The Pacific Fleet responded by introducing the wolf-pack tactics that had served German U-boats so well in the Atlantic. In particular, coordinated night attacks by surfaced submarines relying on guidance from sophisticated radar proved devastating. As a result, 1944 was a catastrophic year for Japan’s merchant fleet. Even though Japanese shipbuilders launched 1,735,000 tons of new merchant shipping, U.S. submarines sank 2,430,000 tons, and Japan lost a further 1,550,000 tons to other causes. Shortage of targets and a highly successful aerial mining campaign in Japanese home waters cut the successes of U.S. submarines during 1945 to 400,000 tons of shipping, but the net outcome of the campaign was to all but paralyze Japan’s maritime transportation system.

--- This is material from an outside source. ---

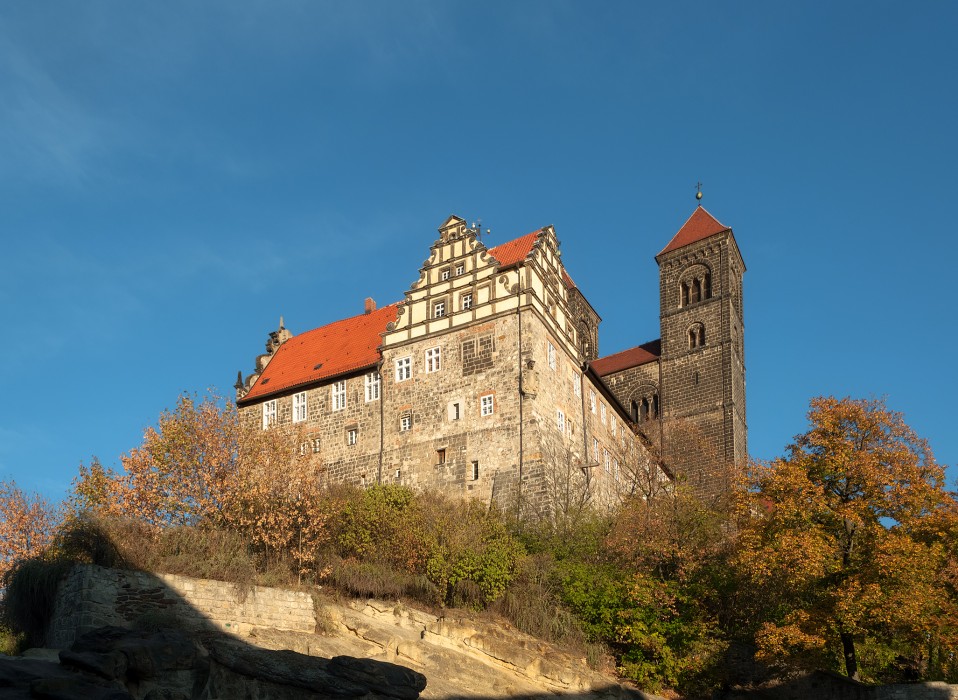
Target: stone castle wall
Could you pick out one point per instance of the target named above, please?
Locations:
(92, 597)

Overall, U.S. submarines accounted for two-thirds of all of Japan’s losses of merchant ships, some 4.8 million tons, as well as one-third of its warship casualties. The price of this success was high. Despite the generally low level of effectiveness of Japanese antisubmarine measures, fifty submarines and 3,500 crewmen were lost during the campaign, a little more than one-fifth of all that undertook operational missions.